What Triggered The Selloff?
DeepSeek is the culprit. This Hangzhou, China-based AI startup launched a new model that poses a challenge to U.S. competitors, including Nvidia's core business.
DeepSeek's open-source AI model has already surpassed ChatGPT in downloads on Apple's app store, leaving the AI market in awe. Industry experts like venture capitalist Marc Andreessen called this moment a “Sputnik moment” for U.S. AI companies as this could be a ground-breaker in the AI space, reported Reuters.
The market's reaction was swift.
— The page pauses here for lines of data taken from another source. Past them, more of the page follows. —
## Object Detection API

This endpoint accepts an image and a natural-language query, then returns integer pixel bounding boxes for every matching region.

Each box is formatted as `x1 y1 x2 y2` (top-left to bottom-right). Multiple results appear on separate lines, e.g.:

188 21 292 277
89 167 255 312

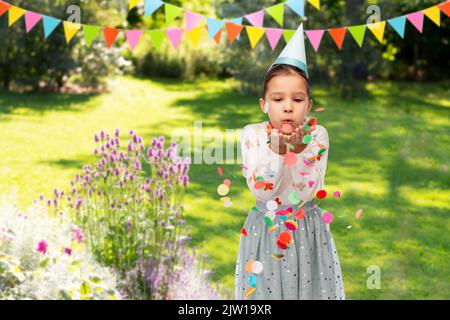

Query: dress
235 121 345 300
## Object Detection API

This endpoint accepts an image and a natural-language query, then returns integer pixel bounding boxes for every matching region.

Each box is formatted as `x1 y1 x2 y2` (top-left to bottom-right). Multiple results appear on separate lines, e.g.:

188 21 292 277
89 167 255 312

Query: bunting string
0 0 450 52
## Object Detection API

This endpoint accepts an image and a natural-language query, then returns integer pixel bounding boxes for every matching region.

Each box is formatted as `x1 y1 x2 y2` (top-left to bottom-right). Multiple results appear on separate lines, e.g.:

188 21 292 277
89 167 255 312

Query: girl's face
259 73 313 129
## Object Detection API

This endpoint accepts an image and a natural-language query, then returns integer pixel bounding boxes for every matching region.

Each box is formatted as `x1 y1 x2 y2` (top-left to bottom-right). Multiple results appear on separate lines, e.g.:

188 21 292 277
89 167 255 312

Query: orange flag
328 27 347 50
225 22 244 44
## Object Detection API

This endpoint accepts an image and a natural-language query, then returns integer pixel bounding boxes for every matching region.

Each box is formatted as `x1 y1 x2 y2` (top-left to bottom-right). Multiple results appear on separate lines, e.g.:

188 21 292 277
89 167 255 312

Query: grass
0 77 450 299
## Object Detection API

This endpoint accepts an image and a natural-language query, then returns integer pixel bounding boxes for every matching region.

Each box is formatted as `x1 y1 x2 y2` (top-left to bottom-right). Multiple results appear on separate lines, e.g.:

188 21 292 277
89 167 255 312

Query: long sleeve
241 125 284 202
288 125 330 201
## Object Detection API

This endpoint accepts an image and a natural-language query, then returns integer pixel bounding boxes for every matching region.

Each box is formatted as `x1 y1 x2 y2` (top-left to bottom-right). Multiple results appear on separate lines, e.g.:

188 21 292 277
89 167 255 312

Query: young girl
235 25 345 300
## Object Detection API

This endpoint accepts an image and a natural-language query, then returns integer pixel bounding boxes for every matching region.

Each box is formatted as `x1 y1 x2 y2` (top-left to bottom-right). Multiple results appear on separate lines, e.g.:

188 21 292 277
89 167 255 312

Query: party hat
269 23 309 78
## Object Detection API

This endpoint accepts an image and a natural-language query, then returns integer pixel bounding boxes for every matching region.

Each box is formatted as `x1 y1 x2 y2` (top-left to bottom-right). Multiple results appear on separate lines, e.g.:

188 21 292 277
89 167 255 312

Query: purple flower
36 240 47 254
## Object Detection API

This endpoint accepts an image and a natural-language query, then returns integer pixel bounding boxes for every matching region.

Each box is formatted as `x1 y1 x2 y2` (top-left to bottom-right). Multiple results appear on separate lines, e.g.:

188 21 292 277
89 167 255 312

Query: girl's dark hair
262 64 311 99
Nvidia’s stock, a major player in the AI space, dropped nearly 17.65%, taking along semiconductor stocks like Broadcom AVGO and Marvell Technology MRVL in the ride south.
The iShares Semiconductor ETF SOXX, which tracks semiconductor stocks, also plummeted by 8.39%, experiencing its worst day since the pandemic-led selloff in March 2020.
As fear spread, investors flocked to safe-haven assets like U.S. Treasuries, leading to yields on the 10-year note dipping to a one-month low.